Estimation of hepatic glycogen levels and oxidative stress
Hepatic tissues were homogenized in an ice-cold saline solution. After that, the hepatic homogenates were centrifuged at 10,000 rpm for 20 min at 4˚C. Hepatic glycogen levels were assayed with commercial kits obtained from Nanjing Jiancheng Bioengineering Institute (Jiangsu, China) according to the supplier’s protocols. The oxidative stress was also examined by the measurement of MDA level and SOD, GSH-Px and CAT activities using commercial kits obtained from Nanjing Jiancheng Bioengineering Institute (Jiangsu, China).
RNA isolation and real-time polymerase chain reaction (RT-PCR)

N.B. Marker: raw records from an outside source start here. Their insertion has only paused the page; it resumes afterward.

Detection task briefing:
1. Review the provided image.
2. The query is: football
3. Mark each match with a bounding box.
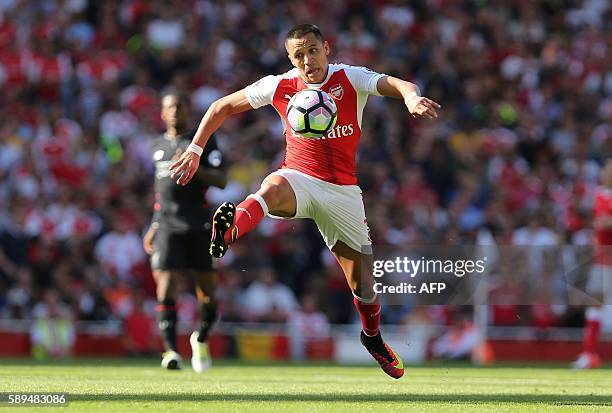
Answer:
[287,89,338,139]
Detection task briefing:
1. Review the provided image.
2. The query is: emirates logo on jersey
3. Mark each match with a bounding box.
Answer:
[329,84,344,100]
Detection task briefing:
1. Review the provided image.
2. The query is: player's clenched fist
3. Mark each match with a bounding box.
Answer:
[404,94,441,119]
[170,150,200,186]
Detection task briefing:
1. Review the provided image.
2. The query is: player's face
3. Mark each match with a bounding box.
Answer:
[161,95,188,129]
[285,33,329,83]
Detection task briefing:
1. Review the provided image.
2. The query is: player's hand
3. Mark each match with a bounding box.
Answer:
[404,96,442,119]
[170,151,200,186]
[142,224,157,255]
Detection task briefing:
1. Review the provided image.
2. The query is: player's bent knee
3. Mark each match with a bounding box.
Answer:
[257,175,296,215]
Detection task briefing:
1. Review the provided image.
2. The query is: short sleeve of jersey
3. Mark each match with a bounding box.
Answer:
[200,136,225,169]
[245,75,279,109]
[345,66,386,96]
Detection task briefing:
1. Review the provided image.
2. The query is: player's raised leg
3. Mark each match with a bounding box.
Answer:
[153,270,183,370]
[189,272,217,373]
[332,241,404,379]
[210,174,297,258]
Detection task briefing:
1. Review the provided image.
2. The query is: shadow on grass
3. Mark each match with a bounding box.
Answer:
[69,393,612,406]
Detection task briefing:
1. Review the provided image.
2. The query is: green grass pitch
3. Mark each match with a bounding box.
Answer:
[0,359,612,413]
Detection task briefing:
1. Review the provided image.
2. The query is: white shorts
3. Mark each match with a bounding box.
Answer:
[586,264,612,304]
[268,168,372,254]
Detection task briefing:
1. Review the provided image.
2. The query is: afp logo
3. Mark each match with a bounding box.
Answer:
[329,84,344,100]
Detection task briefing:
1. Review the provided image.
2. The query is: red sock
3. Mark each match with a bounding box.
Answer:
[225,194,268,244]
[353,297,380,336]
[584,320,601,353]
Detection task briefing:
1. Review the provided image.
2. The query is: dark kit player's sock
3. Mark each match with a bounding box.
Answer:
[583,307,602,353]
[225,194,268,244]
[156,299,176,351]
[353,296,380,336]
[198,303,217,343]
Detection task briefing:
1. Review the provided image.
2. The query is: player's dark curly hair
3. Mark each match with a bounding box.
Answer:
[285,23,323,43]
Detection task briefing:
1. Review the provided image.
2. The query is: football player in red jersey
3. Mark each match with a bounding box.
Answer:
[170,24,440,379]
[572,155,612,369]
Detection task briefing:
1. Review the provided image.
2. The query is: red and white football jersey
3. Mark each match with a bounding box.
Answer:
[593,186,612,265]
[246,64,385,185]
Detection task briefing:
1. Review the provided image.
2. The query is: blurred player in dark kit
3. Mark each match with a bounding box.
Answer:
[143,92,227,373]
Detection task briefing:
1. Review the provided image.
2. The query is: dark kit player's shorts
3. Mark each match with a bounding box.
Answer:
[151,228,215,272]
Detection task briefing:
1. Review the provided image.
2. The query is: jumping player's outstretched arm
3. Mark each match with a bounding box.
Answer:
[170,89,253,186]
[376,76,441,119]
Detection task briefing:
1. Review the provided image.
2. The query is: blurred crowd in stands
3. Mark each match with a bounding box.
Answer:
[0,0,612,342]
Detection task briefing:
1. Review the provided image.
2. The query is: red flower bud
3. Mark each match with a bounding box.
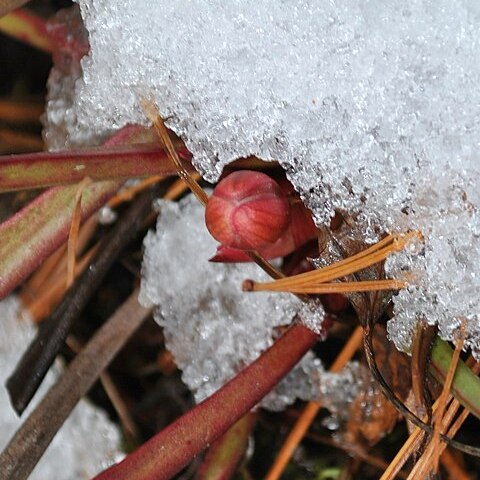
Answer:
[205,170,290,250]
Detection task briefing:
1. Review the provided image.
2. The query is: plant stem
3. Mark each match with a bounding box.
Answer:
[7,182,163,413]
[0,291,150,480]
[96,324,318,480]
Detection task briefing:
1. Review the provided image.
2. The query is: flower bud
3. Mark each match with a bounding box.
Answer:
[205,170,290,250]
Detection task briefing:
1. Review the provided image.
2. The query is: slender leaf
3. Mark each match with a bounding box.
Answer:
[0,142,193,193]
[430,337,480,418]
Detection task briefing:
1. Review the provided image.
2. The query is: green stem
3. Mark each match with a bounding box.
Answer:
[430,337,480,418]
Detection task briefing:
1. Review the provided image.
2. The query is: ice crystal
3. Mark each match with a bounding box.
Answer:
[0,296,123,480]
[140,195,324,410]
[54,0,480,352]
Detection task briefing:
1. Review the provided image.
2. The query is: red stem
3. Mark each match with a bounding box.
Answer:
[0,143,193,192]
[95,324,318,480]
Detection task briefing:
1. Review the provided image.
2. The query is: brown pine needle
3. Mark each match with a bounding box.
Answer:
[265,327,363,480]
[380,340,470,480]
[66,177,92,289]
[25,245,98,323]
[243,280,408,294]
[440,448,473,480]
[107,175,165,208]
[245,232,419,293]
[431,336,465,472]
[142,99,208,206]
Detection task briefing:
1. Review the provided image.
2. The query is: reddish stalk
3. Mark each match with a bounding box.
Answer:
[0,143,193,192]
[95,324,318,480]
[0,8,54,53]
[195,412,257,480]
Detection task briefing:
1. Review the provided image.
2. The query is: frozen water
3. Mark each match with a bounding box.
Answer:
[59,0,480,352]
[140,195,326,410]
[0,296,123,480]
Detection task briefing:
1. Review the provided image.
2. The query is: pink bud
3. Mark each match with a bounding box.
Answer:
[205,170,290,250]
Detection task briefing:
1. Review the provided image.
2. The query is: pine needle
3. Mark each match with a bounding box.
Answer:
[265,327,363,480]
[245,232,420,293]
[66,177,92,289]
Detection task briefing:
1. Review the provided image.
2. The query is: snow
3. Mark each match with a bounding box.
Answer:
[0,296,123,480]
[47,0,480,358]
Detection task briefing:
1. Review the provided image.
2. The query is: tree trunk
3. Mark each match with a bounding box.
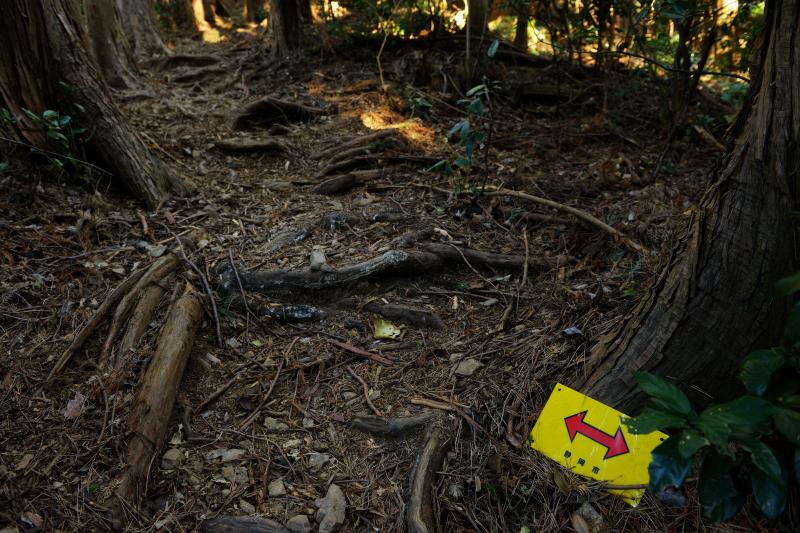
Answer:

Total RNA was extracted from liver tissues using a commercial reagent (Invitrogen, CA, USA) according to the manufacture’s protocol. The cDNA synthesis was performed by reverse transcription of 1µg total RNA using Frist Strand cDNA Synthesis Kit (Thermo, USA). RT-PCR amplification was carried out with an SYBR Green qPCR Master Mix kit (Thermo, USA) according to the manufacturer’s protocol. The qPCR was carried out in duplicate, the condition of RT-PCR amplification reaction as follows: 45 cycles of 95°C for 10 s, 60°C for 30 s and 72°C for 30 s with the primer sequences (Table 1). The expression of target gene transcripts was related to the reference gene (GAPDH). Results were expressed as folds of control.
The data statistical analysis
All experimental results were reported as the means ± SD. The differences between groups were estimated using one-way ANOVA followed by the Tukey’s multiple comparison test for post-hoc analysis using GraphPad Prism software (GraphPad software, Inc., La Jolla, USA); P < 0.05 was usually considered as statistically significant.